Em um Grupo de Discussão publicado no UOL Ciência e Saúde no dia 15/07/2008, os internautas foram convidados a citar exemplos de filmes que tivessem sido úteis em alguma fase difícil da vida. "Closer - Perto Demais", sobre os conflitos amorosos de quatro personagens, foi um dos mais citados. A terapeuta de casal e família Poema Ribeiro entende a preferência: "É um painel vívido do que temos trabalhado no consultório: uma insatisfação constante em relação ao outro, porque as pessoas fazem apostas irreais". Como bem comentou um internauta, "Closer" é melhor que uma 'DR' (abreviatura para 'discutir a relação')".
Outros filmes mencionados no grupo também já foram "prescritos" pela terapeuta. "Sob o Sol da Toscana" é um deles: "É uma história sobre reconstrução pessoal e ensina que compartilhar a felicidade dos outros também pode nos beneficiar", interpreta Poema. Outro, mais recente, é "PS: Eu Te Amo": "lembra o quanto é importante olhar para o outro como ele realmente é". Nesse caso, levar o parceiro ao cinema pode ser mais terapêutico ainda.
Editora do UOL Ciência e Saúde
01/08/2008 - 07h59


Filmes sobre temas ligados a saúde não ajudam apenas os médicos a explicarem diagnósticos aos pacientes. Eles também ajudam os professores de medicina a explicar conceitos que não aparecem no microscópio aos alunos de faculdade.Esse foi o objetivo do médico Ricardo Tapajós, supervisor da divisão de moléstias infecciosas do Hospital das Clínicas da USP (Universidade de São Paulo), ao escrever uma tese sobre o longa-metragem "E a Vida Continua".
O semidocumentário, de 1993, narra a trajetória de Don Francis, um médico que vivencia as primeiras descobertas sobre a Aids. Mostra o descaso das autoridades na fase inicial da epidemia, os primeiros casos confirmados da doença e a polêmica disputa do pesquisador americano Robert Gallo pela autoria da descoberta (o francês Luc Montagnier também havia isolado o retrovírus).

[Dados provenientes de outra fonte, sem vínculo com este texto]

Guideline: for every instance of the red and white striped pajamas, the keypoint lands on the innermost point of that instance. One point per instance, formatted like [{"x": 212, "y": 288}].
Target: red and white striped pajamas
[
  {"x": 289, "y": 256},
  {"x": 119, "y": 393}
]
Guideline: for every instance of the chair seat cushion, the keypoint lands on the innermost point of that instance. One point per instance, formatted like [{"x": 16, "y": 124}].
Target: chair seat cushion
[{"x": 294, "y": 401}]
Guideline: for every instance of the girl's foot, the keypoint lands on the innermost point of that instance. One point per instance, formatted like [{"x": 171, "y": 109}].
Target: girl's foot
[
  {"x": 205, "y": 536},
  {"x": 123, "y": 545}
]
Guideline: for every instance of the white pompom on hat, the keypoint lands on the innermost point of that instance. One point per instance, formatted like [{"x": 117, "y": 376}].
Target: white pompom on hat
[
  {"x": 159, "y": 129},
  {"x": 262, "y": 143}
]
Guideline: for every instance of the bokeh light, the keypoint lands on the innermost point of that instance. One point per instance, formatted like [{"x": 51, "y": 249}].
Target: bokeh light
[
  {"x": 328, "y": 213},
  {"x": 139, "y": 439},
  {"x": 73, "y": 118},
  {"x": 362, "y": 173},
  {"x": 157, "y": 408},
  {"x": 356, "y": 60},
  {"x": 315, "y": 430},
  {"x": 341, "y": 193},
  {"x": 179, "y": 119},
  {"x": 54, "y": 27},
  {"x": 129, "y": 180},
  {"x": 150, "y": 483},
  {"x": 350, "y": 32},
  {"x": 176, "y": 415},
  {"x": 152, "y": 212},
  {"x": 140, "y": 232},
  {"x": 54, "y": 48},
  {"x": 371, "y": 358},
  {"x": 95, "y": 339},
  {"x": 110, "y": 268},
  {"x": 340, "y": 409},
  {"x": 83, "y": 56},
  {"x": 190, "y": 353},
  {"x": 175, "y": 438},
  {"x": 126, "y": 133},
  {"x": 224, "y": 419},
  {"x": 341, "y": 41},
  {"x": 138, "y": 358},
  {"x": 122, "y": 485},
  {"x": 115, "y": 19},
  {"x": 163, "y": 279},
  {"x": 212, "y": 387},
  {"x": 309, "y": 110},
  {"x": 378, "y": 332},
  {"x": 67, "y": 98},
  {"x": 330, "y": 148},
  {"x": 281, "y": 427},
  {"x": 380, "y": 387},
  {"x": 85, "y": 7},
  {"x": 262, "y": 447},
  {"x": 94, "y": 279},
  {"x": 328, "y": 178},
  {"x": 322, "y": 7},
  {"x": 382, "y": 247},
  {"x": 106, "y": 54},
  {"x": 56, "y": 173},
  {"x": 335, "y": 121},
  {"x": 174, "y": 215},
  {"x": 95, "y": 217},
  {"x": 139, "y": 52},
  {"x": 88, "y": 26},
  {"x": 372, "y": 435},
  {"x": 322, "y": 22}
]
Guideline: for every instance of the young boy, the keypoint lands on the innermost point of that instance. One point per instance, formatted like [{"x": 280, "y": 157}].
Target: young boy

A análise de Tapajós não apenas gerou debates em salas de aula, como resultou na criação de uma disciplina na faculdade de medicina da USP, chamada "Cinema e Aids".
Tapajós explica que "...E a Vida Continua" aborda temas essenciais da medicina, como morte e sofrimento, segredo médico e eutanásia, só para citar alguns exemplos.
"Além da excelência técnica, o bom médico deve ter traços humanísticos, entender que o paciente tem valores diferentes dos seus", afirma. Se administrar a dose certa de penicilina é algo que se pode aprender nos livros, isso não vale para a maneira correta de contar uma notícia ruim para o paciente. E é aí que entra o papel das artes no ensino médico.
Para o infectologista, o próprio fato de muitos médicos indicarem filmes mostra como o exercício da profissão não está limitado ao conhecimento científico. "Recomendar um filme para reforçar o processo terapêutico transcende a prática médica - é algo que envolve a intuição."